Il était curieux comme garçon, il jouait les yeux rivés sur ses cordes, sans prêter la moindre attention à son public, la capuche rabattue sur le crâne, et même ayant la tête baissée, il ne manquait pas d'air pour faire aller ses cordes vocales. J'essayais de lui sourire mais il ne relevait pas assez la tête pour voir mes lèvres bêtement retroussées en un U ridicule
Je m'enfuis donc, pas rapidement, mais avec l'intuition de m'en aller, comme un voleur.

Sa chanson me restait en tête, le refrain devait être en anglais car je ne le comprenais pas. Je me jurai de réécrire l'instrumental au piano un jour. Et ce jour débuta dès le moment où je rentrais. Je m'affairais au piano à retrouver note par note le partie vocale, m'aidant de ma propre voix.
Le A to the G to the U, to the S T D se transformait en une succession de Do.
Ça me désespérait de ne pas comprendre le sens de cette chanson.
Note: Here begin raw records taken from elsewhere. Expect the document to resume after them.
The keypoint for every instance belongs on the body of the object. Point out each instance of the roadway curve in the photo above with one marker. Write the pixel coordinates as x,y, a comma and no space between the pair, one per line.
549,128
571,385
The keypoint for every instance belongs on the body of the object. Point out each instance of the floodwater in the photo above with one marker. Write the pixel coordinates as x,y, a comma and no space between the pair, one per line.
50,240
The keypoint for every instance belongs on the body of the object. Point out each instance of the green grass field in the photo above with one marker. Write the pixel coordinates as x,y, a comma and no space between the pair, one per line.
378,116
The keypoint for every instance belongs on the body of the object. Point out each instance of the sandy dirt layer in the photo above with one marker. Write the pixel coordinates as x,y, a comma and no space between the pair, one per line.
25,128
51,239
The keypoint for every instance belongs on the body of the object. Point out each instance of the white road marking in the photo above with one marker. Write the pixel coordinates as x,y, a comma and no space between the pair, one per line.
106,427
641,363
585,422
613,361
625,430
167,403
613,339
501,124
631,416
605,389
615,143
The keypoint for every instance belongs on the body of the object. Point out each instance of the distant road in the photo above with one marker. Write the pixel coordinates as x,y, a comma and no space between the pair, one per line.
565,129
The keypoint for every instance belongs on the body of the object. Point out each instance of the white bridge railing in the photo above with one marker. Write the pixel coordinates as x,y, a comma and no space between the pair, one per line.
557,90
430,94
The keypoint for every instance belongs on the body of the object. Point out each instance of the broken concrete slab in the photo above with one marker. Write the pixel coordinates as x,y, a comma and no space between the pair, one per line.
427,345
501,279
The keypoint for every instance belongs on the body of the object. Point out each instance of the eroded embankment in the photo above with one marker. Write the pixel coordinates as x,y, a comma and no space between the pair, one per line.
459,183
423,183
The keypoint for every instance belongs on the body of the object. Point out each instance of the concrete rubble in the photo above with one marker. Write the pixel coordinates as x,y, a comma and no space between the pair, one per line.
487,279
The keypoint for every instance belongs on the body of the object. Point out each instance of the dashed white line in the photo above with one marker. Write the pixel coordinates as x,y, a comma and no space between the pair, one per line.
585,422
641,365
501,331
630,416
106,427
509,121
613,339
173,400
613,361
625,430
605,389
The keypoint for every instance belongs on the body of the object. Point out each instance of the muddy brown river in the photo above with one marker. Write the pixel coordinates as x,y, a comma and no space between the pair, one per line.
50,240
Moi et l'anglais, ça avait toujours fait deux. Aucun moyen que ça rentre.

***

Quatre jours plus tard,  j'avais réussi à retranscrire les trois voix de manière concordante. Cela faisait également quatre jours que je l'avais constamment en tête, je l'avais même enregistrée et mise sur mon portable. Mais pourtant je n'étais capable que de murmurer des bribes de mots au niveau de ce qui me paraissait être le refrain. J'avais bien essayé de Googler la chose, mais sans résultat. La musique se termina alors que j'étais à un bon 100 mètres du conservatoire, j'étais déçu. Je n'avais envie d'écouter aucune autre musique hormis celle ci alors je débranchai et enfournai mes écouteurs dans une des poches de ma veste, je fredonnais toujours doucement les mêmes notes, espérant une illumination, qu'enfin mon cerveau se remémore les paroles, les parties en coréen du moins. Mais rien. J'avais juste l'air d'un schizophrène.

«to the S, T, D»

Je me stoppai net car je venais de passer la porte et que le hall était tellement grand que ma voix avait résonné insupportablement. Mes joues s'empourprèrent un peu, ce n'est pas que j'étais gêné, mais peut être un peu quand même, et puis de toute façon il n'y avait personne.

Une voix rauque s'éleva du fond du couloir, me bloquant net, la main crispée, encore sur le point de refermer la porte.

«I'm D boy because I'm from D.»

Je ne le savais pas encore, mais c'était la première fois que j'entendais sa voix. Et cela faisait tellement longtemps... Que j'attendais ce moment.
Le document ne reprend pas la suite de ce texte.